The Impossible Cover

Waves in an Impossible Sea, on the intersection of modern physics with human existence and daily life, is essentially done and edited now — not perfect, of course, but as good as I have had time to make it. Now I await the proofs.

The book is supposed to appear in early March. Here’s the cover art, created by an artist at the publisher, Basic Books. I hope it makes you curious about what might lie inside!


A Harvard physicist takes us on an awe-inspiring journey from relativity to the Higgs field, showing how the universe creates everything from what seems like nothing at all 

21 thoughts on “The Impossible Cover”

  1. Your publisher did you proud. With a few good “quotes” for the back and you should do very well. I know I will definitely be on the lookout for it! Thanks as always for your wonderful posts.

    Reply
    • Glad you like it! I’ll pass along the positive reviews. I think you’ll like the flap pretty well too. Blurbs for the back are still to come — and then there’s the matter of reviews, by readers and by influencers. Hoping for the best!

      Reply
  2. Nice cover, Matt, simple but striking. I think the title and sub-title are likely to attract bookstore/ebook browsers, intrigued by the idea of the ‘intersection’ of physics with Life. In your hands I know this will not be just a glib come-on, but absolutely relevant to current anxieties about Truth and Reality. Good luck with publication – I can’t wait to read it!

    Reply
  3. Great. Congratulations Matt.

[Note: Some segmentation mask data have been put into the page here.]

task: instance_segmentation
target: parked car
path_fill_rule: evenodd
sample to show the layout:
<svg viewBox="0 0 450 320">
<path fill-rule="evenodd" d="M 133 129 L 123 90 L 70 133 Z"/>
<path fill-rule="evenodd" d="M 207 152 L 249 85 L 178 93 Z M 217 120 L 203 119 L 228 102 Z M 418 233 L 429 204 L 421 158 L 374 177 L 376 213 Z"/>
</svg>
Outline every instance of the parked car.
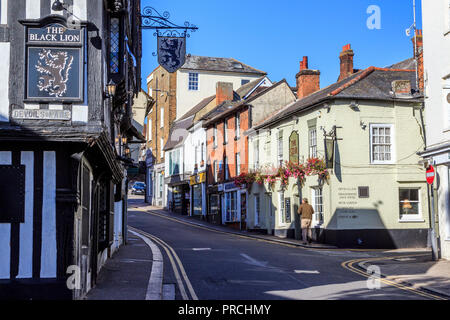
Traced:
<svg viewBox="0 0 450 320">
<path fill-rule="evenodd" d="M 131 194 L 141 194 L 141 195 L 145 195 L 145 183 L 143 182 L 136 182 L 132 187 L 131 187 Z"/>
</svg>

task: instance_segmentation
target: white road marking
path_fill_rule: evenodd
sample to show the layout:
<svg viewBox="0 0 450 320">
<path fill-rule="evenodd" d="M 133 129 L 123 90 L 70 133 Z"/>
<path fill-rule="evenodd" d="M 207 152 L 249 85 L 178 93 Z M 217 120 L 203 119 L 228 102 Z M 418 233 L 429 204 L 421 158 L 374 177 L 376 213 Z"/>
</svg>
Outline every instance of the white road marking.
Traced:
<svg viewBox="0 0 450 320">
<path fill-rule="evenodd" d="M 135 236 L 141 238 L 152 250 L 153 263 L 152 272 L 147 286 L 147 294 L 145 300 L 162 300 L 162 281 L 163 281 L 163 268 L 164 261 L 161 251 L 158 246 L 154 244 L 147 237 L 141 236 L 139 233 L 129 230 Z"/>
<path fill-rule="evenodd" d="M 294 270 L 295 273 L 303 273 L 303 274 L 320 274 L 317 270 Z"/>
<path fill-rule="evenodd" d="M 256 259 L 253 259 L 252 257 L 246 255 L 245 253 L 241 253 L 241 256 L 244 257 L 247 261 L 247 263 L 252 264 L 254 266 L 258 267 L 267 267 L 268 262 L 267 261 L 258 261 Z"/>
<path fill-rule="evenodd" d="M 193 248 L 194 251 L 208 251 L 211 250 L 211 248 Z"/>
</svg>

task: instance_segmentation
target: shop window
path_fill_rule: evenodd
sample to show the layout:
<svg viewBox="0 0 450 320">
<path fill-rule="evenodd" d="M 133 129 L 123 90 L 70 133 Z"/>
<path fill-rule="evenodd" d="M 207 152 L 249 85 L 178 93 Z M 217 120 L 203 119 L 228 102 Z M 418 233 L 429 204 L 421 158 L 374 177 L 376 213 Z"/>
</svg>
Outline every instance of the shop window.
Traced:
<svg viewBox="0 0 450 320">
<path fill-rule="evenodd" d="M 286 223 L 285 208 L 284 208 L 284 192 L 278 193 L 278 208 L 279 208 L 279 222 Z"/>
<path fill-rule="evenodd" d="M 225 119 L 223 122 L 223 144 L 228 143 L 228 120 Z"/>
<path fill-rule="evenodd" d="M 241 154 L 236 153 L 236 176 L 241 174 Z"/>
<path fill-rule="evenodd" d="M 241 115 L 239 113 L 236 114 L 235 119 L 235 136 L 236 140 L 238 140 L 241 137 Z"/>
<path fill-rule="evenodd" d="M 213 129 L 214 133 L 213 133 L 213 146 L 214 149 L 217 148 L 217 124 L 214 125 L 214 129 Z"/>
<path fill-rule="evenodd" d="M 237 192 L 225 193 L 225 222 L 237 222 Z"/>
<path fill-rule="evenodd" d="M 255 140 L 253 143 L 253 161 L 254 161 L 254 167 L 253 169 L 258 170 L 259 169 L 259 140 Z"/>
<path fill-rule="evenodd" d="M 246 84 L 249 83 L 249 82 L 250 82 L 250 80 L 242 79 L 242 80 L 241 80 L 241 86 L 246 85 Z"/>
<path fill-rule="evenodd" d="M 25 166 L 0 165 L 0 223 L 25 222 Z"/>
<path fill-rule="evenodd" d="M 400 220 L 421 220 L 420 189 L 399 190 Z"/>
</svg>

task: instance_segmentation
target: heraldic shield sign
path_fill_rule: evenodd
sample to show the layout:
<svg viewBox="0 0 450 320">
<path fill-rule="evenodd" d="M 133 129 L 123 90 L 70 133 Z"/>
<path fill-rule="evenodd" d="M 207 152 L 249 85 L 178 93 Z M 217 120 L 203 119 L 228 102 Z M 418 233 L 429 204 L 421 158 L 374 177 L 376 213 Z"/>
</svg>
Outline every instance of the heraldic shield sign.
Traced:
<svg viewBox="0 0 450 320">
<path fill-rule="evenodd" d="M 169 73 L 186 62 L 186 37 L 158 36 L 158 62 Z"/>
<path fill-rule="evenodd" d="M 26 27 L 25 100 L 83 101 L 84 28 L 68 28 L 59 18 L 22 24 Z"/>
</svg>

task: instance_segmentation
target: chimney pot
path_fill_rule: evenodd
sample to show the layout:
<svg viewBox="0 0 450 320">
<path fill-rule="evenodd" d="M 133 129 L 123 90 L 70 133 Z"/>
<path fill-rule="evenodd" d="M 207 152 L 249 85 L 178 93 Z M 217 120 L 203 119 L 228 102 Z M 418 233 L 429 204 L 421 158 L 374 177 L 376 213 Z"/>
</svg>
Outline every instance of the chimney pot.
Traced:
<svg viewBox="0 0 450 320">
<path fill-rule="evenodd" d="M 347 78 L 353 74 L 353 53 L 352 47 L 350 44 L 346 44 L 342 47 L 342 52 L 339 55 L 339 59 L 341 60 L 341 73 L 339 75 L 338 81 Z"/>
<path fill-rule="evenodd" d="M 297 78 L 297 98 L 302 99 L 320 90 L 320 71 L 308 69 L 308 57 L 300 61 L 300 72 Z"/>
</svg>

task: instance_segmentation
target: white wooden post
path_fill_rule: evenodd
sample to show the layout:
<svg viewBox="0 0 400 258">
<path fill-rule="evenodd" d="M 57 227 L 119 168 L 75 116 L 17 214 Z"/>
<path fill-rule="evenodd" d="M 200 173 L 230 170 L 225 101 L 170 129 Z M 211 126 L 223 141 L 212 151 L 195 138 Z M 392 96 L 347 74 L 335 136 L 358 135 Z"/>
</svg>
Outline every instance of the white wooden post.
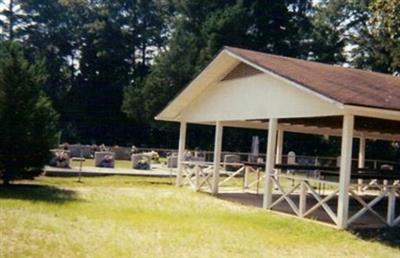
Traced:
<svg viewBox="0 0 400 258">
<path fill-rule="evenodd" d="M 272 188 L 273 182 L 271 177 L 274 174 L 275 164 L 275 148 L 276 148 L 276 133 L 278 129 L 278 119 L 271 118 L 268 125 L 268 142 L 267 142 L 267 153 L 266 153 L 266 164 L 265 164 L 265 185 L 264 185 L 264 199 L 263 207 L 269 209 L 272 202 Z"/>
<path fill-rule="evenodd" d="M 301 182 L 300 185 L 300 197 L 299 197 L 299 213 L 300 217 L 304 217 L 304 213 L 307 208 L 307 187 L 305 182 Z"/>
<path fill-rule="evenodd" d="M 396 191 L 395 187 L 390 187 L 388 191 L 388 209 L 387 209 L 387 217 L 386 223 L 389 226 L 393 226 L 393 221 L 395 219 L 396 212 Z"/>
<path fill-rule="evenodd" d="M 194 175 L 195 175 L 195 182 L 194 182 L 194 186 L 195 186 L 195 190 L 199 191 L 200 190 L 200 166 L 196 165 L 194 167 Z"/>
<path fill-rule="evenodd" d="M 186 122 L 181 122 L 180 130 L 179 130 L 179 146 L 178 146 L 178 171 L 176 175 L 176 185 L 182 186 L 182 177 L 183 177 L 183 167 L 182 161 L 183 156 L 185 154 L 185 145 L 186 145 Z"/>
<path fill-rule="evenodd" d="M 389 184 L 389 181 L 384 179 L 383 180 L 383 191 L 386 191 L 388 184 Z"/>
<path fill-rule="evenodd" d="M 340 158 L 339 199 L 337 227 L 347 228 L 349 215 L 349 186 L 351 178 L 351 154 L 353 150 L 354 116 L 343 116 L 342 148 Z"/>
<path fill-rule="evenodd" d="M 244 182 L 243 182 L 243 190 L 249 189 L 249 170 L 248 166 L 244 168 Z"/>
<path fill-rule="evenodd" d="M 275 156 L 275 163 L 282 164 L 282 153 L 283 153 L 283 130 L 278 130 L 278 138 L 276 143 L 276 156 Z M 281 171 L 280 169 L 276 170 L 276 173 L 279 174 Z"/>
<path fill-rule="evenodd" d="M 365 137 L 360 137 L 360 147 L 358 149 L 358 168 L 365 168 Z M 362 192 L 363 180 L 358 179 L 358 192 Z"/>
<path fill-rule="evenodd" d="M 219 166 L 221 164 L 221 149 L 222 149 L 222 131 L 223 127 L 220 121 L 215 125 L 215 143 L 214 143 L 214 171 L 213 171 L 213 184 L 212 194 L 218 194 L 219 184 Z"/>
</svg>

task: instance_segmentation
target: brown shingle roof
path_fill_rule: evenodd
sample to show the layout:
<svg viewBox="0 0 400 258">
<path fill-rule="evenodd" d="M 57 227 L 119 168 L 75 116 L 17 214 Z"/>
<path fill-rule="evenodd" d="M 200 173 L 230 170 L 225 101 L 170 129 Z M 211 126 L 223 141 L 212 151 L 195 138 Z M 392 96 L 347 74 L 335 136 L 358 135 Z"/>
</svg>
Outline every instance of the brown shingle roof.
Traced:
<svg viewBox="0 0 400 258">
<path fill-rule="evenodd" d="M 233 47 L 225 49 L 340 103 L 400 110 L 400 77 Z"/>
</svg>

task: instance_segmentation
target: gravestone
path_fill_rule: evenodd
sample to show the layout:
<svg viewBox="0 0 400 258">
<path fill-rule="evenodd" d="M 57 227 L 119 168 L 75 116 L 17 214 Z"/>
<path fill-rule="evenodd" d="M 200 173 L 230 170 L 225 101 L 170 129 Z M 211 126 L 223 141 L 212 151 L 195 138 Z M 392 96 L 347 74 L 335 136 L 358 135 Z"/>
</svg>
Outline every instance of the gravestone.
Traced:
<svg viewBox="0 0 400 258">
<path fill-rule="evenodd" d="M 102 162 L 105 159 L 106 156 L 111 157 L 111 163 L 109 164 L 110 168 L 114 168 L 115 165 L 115 153 L 111 151 L 97 151 L 94 153 L 94 165 L 96 167 L 102 167 Z"/>
</svg>

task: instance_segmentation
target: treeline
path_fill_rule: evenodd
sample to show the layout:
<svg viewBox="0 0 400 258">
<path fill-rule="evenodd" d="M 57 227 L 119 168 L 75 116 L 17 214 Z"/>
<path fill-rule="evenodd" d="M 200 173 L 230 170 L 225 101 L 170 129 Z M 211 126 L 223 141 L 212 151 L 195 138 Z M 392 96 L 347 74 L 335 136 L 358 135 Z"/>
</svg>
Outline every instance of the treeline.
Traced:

I suppose it will be available through Amazon,. Can we can buy it directly from you?
    Claude

    Reply
  4. Finally! Can’t wait to add it to my collection.

    BTW: I have just the perfect soundtrack for you documentary version of the book.

    “1/4 What The Universe Tells Me (GREAT Documentary on Mahler’s 3rd Symphony)” – Youtube

    All 4 parts of this masterpiece, of course.

    PS: “… how the universe creates everything from what seems like nothing at all.”

    Well, I’ll keep pushing my theory until proven wrong. This “nothing” is basically “space”, the vaccuum (the aether). The prerequist is that the universe is closed, a spherical bubble of “nothing”. That’s all that is required since no two points within this bubble will have the same density and hence velocities. Lorentz transformations at the fundamental scale. Could this thoery forever be hidden below Planck’s scale?

    Is the book sold in Canada?

    Reply
  5. I can see a lot of thought has gone into the look and text to entice the curious, educated general public, in addition to your main STEM audience. “How everyday life emerges from the cosmic ocean” comes across to me as profoundly startling and to the point.

    Reply
    • Thanks; I’m glad it comes across in that way. Yes, I tried to write this so that it would offer a great deal to the general public *and* to STEM-educated readers. It’s intended to provide a foundational understanding of how to think about the world from a modern physics perspective.

      Reply
    • Oh, gosh, I don’t have the hubris to claim to compete with Venus! Let’s hope my book does not engender a new Trojan war… though a friend did ask whether the impossible sea is wine-dark, and I replied “yes, impossibly so.”